Background
Towards the end of my PhD in 2017 I overheard a colleague at a conference talking about their new research project: city-fall narratives! I thought, „What a great idea, why did I not come up with that?“ Curious, I enquired to hear more about this new project and the bewildered colleague informed me that they had absolutely no idea what I was talking about, but they agreed, yes, that sounded like an interesting project and someone should probably look into that. It transpired that I had misheard and no-one had in fact just launched a new project about city-fall narratives! Thus, the idea for my next project had come to me as an accidental revelation, a curious quirk of my bad hearing, and CITYFALL was born.
A little over a year after I first started thinking about this new project idea I submitted my first research proposal for CITYFALL – and of course it was rejected. While juggling several precarious teaching jobs and also navigating the early years of parenthood, I kept writing research proposals, which, in turn, kept getting rejected.

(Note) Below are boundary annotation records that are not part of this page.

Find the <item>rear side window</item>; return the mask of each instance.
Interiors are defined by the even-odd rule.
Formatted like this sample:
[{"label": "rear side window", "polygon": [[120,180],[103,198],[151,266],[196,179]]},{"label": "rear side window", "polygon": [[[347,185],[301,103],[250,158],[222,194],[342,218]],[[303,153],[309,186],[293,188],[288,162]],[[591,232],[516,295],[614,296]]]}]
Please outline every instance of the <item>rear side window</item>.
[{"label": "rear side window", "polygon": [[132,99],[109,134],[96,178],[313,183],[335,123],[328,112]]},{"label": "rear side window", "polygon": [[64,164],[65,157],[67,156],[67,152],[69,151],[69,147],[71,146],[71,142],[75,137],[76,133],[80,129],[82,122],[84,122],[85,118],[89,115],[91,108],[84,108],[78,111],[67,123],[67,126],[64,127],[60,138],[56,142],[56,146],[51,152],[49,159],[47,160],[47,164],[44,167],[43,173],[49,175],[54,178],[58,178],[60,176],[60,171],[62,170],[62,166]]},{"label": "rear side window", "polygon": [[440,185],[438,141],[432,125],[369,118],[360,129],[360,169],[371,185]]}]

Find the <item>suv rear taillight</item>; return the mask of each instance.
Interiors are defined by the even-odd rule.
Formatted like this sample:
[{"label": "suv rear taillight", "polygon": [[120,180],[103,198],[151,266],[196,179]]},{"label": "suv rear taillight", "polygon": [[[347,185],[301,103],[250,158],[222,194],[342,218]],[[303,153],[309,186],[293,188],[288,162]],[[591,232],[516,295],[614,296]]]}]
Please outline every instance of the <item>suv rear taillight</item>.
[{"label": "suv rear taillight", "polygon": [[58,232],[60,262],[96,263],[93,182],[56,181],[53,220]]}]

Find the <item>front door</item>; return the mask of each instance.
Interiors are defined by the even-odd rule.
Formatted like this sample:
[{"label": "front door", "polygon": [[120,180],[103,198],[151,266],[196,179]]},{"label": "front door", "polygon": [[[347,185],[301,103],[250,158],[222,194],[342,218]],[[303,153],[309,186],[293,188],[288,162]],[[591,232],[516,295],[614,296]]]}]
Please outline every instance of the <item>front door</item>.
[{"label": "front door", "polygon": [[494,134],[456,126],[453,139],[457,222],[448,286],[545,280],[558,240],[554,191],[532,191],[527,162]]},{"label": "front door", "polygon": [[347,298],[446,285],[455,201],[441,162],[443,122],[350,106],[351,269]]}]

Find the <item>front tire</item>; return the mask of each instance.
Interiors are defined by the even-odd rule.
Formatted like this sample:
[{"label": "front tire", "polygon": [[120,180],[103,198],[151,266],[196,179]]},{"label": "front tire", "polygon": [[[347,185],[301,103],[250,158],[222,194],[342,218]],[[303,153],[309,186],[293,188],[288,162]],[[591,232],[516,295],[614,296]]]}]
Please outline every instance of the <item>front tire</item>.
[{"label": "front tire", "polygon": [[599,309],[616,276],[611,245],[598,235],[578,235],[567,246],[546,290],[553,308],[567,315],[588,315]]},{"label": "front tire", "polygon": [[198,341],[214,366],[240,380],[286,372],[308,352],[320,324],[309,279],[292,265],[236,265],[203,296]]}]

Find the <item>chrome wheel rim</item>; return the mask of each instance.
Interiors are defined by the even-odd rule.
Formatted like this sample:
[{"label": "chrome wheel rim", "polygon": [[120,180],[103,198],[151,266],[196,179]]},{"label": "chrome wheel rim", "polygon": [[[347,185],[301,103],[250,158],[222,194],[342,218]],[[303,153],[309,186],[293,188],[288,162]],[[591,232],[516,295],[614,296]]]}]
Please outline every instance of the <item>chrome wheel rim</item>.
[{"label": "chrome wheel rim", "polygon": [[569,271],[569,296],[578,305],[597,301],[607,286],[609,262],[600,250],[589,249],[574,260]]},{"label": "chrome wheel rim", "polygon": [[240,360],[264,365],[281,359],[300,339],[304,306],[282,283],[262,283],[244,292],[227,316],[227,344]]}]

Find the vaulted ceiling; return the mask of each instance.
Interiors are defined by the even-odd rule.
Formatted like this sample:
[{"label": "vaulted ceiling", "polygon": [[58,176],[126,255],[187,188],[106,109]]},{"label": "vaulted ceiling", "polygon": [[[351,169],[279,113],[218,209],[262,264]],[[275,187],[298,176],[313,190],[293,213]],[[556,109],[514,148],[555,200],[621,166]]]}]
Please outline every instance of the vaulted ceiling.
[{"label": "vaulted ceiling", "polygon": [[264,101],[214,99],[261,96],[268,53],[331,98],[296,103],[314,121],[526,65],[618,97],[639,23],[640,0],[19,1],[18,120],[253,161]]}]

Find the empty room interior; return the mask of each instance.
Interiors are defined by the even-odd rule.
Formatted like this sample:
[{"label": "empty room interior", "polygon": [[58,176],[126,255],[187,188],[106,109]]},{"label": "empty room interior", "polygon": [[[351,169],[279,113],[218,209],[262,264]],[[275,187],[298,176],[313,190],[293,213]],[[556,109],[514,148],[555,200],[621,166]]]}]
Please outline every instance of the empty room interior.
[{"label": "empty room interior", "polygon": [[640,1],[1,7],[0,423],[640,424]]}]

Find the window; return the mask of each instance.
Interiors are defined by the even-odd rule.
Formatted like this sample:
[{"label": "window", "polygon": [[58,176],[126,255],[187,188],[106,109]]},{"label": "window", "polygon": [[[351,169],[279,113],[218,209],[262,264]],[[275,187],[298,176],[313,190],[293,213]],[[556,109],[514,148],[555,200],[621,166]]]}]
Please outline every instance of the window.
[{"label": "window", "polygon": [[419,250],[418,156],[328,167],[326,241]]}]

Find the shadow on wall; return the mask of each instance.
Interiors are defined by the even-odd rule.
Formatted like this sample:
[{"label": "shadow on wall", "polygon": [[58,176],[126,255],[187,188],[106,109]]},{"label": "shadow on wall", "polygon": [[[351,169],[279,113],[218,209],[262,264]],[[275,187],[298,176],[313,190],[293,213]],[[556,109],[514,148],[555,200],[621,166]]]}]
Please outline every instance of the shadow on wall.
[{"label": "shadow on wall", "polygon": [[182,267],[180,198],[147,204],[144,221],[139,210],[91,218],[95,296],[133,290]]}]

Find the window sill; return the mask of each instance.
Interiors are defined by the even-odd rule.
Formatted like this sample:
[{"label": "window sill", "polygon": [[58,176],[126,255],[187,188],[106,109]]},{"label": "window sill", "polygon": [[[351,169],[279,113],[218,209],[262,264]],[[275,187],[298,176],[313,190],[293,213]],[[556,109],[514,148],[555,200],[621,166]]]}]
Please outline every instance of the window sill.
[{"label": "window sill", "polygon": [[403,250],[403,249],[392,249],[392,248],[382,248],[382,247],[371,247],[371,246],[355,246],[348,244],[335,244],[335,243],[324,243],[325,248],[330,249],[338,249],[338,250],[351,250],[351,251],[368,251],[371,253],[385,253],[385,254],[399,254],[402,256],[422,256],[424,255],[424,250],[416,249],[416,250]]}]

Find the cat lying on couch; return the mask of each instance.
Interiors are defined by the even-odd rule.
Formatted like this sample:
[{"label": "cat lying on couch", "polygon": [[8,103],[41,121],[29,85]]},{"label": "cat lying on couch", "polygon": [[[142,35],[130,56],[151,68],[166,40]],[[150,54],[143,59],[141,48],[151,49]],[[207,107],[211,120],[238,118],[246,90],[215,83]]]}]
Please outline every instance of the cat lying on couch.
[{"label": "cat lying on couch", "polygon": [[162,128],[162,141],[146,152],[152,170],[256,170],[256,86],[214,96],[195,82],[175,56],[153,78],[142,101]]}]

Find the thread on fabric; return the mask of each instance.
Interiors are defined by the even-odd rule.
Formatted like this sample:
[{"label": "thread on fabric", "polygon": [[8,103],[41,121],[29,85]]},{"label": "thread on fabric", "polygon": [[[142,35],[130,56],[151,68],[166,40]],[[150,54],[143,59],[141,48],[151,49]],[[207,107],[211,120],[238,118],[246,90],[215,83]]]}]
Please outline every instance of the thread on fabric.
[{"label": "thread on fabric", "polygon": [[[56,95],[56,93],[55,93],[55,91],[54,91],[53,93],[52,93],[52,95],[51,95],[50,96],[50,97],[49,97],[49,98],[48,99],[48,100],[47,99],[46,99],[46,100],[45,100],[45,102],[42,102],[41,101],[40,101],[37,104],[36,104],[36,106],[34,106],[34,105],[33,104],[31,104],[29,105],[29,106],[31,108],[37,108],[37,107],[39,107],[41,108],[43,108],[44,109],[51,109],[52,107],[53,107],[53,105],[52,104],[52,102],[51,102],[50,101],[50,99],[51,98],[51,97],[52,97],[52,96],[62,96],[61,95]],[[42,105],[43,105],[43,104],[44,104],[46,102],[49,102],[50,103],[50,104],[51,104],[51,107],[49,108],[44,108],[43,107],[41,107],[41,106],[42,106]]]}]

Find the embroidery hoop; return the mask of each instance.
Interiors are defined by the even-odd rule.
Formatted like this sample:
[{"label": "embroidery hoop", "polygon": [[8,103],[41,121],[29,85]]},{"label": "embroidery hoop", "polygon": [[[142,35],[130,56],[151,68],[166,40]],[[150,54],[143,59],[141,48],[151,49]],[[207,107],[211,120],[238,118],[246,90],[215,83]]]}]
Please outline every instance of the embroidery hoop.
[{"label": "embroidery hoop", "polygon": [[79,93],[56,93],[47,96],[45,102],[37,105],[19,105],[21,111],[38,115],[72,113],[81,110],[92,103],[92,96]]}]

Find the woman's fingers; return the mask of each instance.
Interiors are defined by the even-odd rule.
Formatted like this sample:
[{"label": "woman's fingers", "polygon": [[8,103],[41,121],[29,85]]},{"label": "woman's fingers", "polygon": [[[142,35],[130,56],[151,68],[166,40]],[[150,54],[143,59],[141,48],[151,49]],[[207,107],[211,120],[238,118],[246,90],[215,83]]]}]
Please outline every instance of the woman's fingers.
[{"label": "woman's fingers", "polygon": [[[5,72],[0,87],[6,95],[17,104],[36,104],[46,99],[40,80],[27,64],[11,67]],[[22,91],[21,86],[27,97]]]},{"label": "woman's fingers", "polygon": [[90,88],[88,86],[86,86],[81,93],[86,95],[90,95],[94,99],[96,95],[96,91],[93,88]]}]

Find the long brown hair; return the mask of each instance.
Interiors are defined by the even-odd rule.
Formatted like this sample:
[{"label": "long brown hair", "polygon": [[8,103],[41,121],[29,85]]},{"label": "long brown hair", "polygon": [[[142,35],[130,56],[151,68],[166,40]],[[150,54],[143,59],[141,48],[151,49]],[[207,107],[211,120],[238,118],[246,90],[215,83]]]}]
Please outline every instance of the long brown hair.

Finally, in February 2021 CITYFALL was selected for funding with a Marie-Skłodowska-Curie Action through Horizon 2020 by the European Commission. The project is based at the Institute for Classical Philology at the University of Bern, where it is closely aligned with the “Lege Iosephum!” Reading Josephus in the Latin Middle Ages project led by Prof. Gerlinde Huber-Rebenich. I am now launching the project in October 2021 and it will run until the end of March 2024.
Phew.
Aims and objective
The project examines the lament for the Levantine city of Acre, which was conquered by the Mamluks in 1291. Of particular interest is how the medieval lamentation for the loss of Acre across various texts written from the late 13th until the mid-14th-century – both Latin and vernacular – ties into ancient and biblical traditions.
The objective of CITYFALL is to understand how medieval authors used biblical and ancient traditions lamenting the falls of cities in their own texts to create the political and cultural identities of the high and later Middle Ages and to negotiate current events by contextualising them in these ancient and biblical traditions. This objective is achieved by pursuing the main research aims:
Aim 1: to track the process of transformation, in which traditions negotiating collective trauma and cultural loss are reshaped into political narratives which could serve as foundational myths for medieval European polities like the German Empire.
Aim 2: to show how medieval authors lamenting fallen cities in medieval texts claim their heritage and make their historical prestige and authority available for the communities they are writing for. With this, new identities can be constructed and contemporary concerns of political and cultural belonging can be negotiated.
Aim 3: to gain a better understanding how medieval authors responded to their audiences need for guidance in the face of historical occurrence they could not bring in line with the cultural axioms of their worldview and how biblical and ancient narrative models helped to reconcile the expectations shaped by these axioms with their evident suspension by historical occurrence.
The goal for of CITYFALL beyond the research objective is to contribute to a growing understanding how medieval Europe was part of a greater East-West continuum of political and cultural imagination, which rested on a shared pool of narratives and discursive techniques.